PARIS: De retour en France après quatre ans et demi passés en Iran, dont une grande partie en prison, la chercheuse franco-iranienne Fariba Adelkah, ex-"otage d'Etat", s'apprête vendredi à prononcer un discours. Puis elle décide subitement de le ranger et se met à chanter.
Sa voix, douce, ne tremble pas devant l'assistance médusée venue l'accueillir à Science Po, l'université parisienne où elle enseignait avant ses années de détention. Plusieurs centaines d'étudiants, professeurs et soutiens retiennent leur souffle, conscients de vivre un moment rare, magique.
A capella, Fariba Adelkhah revisite "Do panjereh" (deux fenêtres), un hit de la chanteuse Gougoush, la grande diva de la pop d'avant la Révolution islamique, qui fit son grand retour à la chanson en 2000 en Amérique du Nord, après 21 ans d'un silence imposé dans son pays.

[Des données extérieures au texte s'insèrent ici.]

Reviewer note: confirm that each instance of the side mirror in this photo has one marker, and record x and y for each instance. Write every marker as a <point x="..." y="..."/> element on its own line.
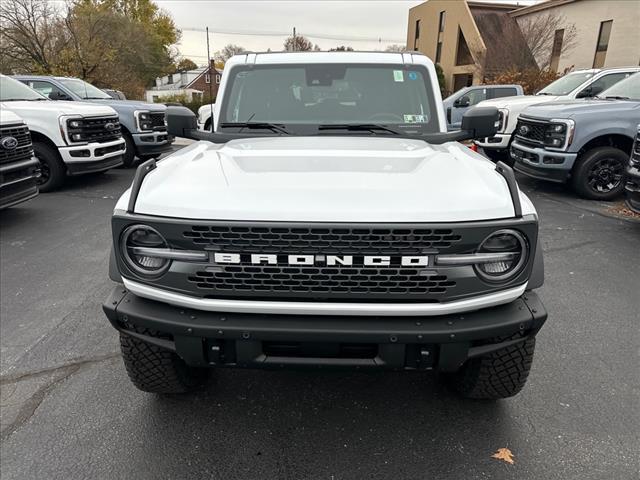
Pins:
<point x="181" y="122"/>
<point x="480" y="122"/>
<point x="56" y="95"/>
<point x="462" y="102"/>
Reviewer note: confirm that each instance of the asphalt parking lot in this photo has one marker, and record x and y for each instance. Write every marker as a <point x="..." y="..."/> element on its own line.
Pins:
<point x="69" y="411"/>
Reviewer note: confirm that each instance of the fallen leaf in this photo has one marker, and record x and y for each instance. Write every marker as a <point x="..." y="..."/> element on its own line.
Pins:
<point x="504" y="454"/>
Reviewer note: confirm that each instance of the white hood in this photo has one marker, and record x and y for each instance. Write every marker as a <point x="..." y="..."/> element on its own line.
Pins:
<point x="26" y="108"/>
<point x="326" y="179"/>
<point x="520" y="101"/>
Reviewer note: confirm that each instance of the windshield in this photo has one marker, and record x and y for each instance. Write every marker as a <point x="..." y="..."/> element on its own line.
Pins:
<point x="83" y="89"/>
<point x="12" y="90"/>
<point x="566" y="84"/>
<point x="299" y="96"/>
<point x="629" y="88"/>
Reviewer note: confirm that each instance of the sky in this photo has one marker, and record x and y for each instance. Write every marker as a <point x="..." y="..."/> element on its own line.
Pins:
<point x="259" y="25"/>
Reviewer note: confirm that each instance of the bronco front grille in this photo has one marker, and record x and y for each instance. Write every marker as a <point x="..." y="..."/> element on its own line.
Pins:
<point x="23" y="150"/>
<point x="343" y="240"/>
<point x="322" y="280"/>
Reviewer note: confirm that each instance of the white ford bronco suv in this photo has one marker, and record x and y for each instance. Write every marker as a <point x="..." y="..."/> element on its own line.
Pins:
<point x="69" y="138"/>
<point x="329" y="220"/>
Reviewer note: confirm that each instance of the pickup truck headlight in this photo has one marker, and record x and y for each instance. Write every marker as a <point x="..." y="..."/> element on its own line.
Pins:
<point x="143" y="121"/>
<point x="513" y="245"/>
<point x="559" y="134"/>
<point x="503" y="118"/>
<point x="136" y="247"/>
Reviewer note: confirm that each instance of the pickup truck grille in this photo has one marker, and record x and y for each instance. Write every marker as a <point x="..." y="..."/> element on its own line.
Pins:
<point x="22" y="151"/>
<point x="530" y="131"/>
<point x="157" y="121"/>
<point x="93" y="129"/>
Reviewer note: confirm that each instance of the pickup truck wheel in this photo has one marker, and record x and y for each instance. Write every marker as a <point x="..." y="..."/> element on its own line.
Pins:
<point x="52" y="169"/>
<point x="599" y="173"/>
<point x="157" y="370"/>
<point x="130" y="153"/>
<point x="501" y="374"/>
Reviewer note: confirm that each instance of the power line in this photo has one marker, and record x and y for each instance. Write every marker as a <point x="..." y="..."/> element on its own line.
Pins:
<point x="323" y="36"/>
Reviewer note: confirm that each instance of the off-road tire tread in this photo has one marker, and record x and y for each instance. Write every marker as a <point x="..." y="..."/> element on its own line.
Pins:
<point x="157" y="370"/>
<point x="578" y="176"/>
<point x="500" y="374"/>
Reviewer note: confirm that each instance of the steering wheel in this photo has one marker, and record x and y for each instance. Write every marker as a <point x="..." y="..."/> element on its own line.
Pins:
<point x="386" y="117"/>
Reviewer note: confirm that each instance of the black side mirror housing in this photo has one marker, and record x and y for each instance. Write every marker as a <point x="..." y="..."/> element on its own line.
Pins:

Dans cette chanson, totalement improvisée, avoue-t-elle, il est question de "deux fenêtres encastrées dans un même mur, qui ne peuvent se tenir la main". Une histoire de vie emmurée dans une prison, élégante métaphore de sa situation personnelle passée.
Spécialiste du chiisme et de l'Iran post-révolutionnaire, Mme Adelkhah est arrêtée en 2019 puis condamnée l'année suivante à cinq ans de prison pour atteinte à la sécurité nationale, une accusation qu'elle rejette. Libérée en février, elle n'est pas autorisée à quitter l'Iran, jusqu'à mardi dernier, jour de son retour en France.
Paris a plusieurs fois utilisé le terme d'"otages d'Etat" pour désigner son cas et celui des autres Français détenus par Téhéran.
Vendredi, la sexagénaire doit donc pour la première fois s'exprimer publiquement, mais elle commence par la vocalise. Elle répond ensuite, très humblement, aux interrogations d'étudiants parfois éplorés. Sans jamais cesser de sourire.
"Ne faites pas de moi une révolutionnaire, une combattante. Je suis une chercheuse. (...) Ca faisait trente ans que je faisais ce métier quand je me suis faite arrêter", dit-elle, racontant les "nuits entières (passées) à écrire", pour "faire comprendre à mes interrogateurs que je ne suis pas ce que vous pensez, l'espionne".
Pas un mot sur le traitement qui lui a été réservé par le régime iranien en prison, un espace qu'il "ne faut pas trop embellir", selon elle.
«Immense joie»
"La taule, pour les gens qui y vivent, c’est une communauté. Une toute petite communauté. On était 40 et on est passé à 60. (...) L’espace est petit, donc très naturellement, on marche sur les plate-bandes des autres, on les gêne et cela crée des conflits."
Elle ajoute : "la vie en prison, c’est pas une vie très amicale".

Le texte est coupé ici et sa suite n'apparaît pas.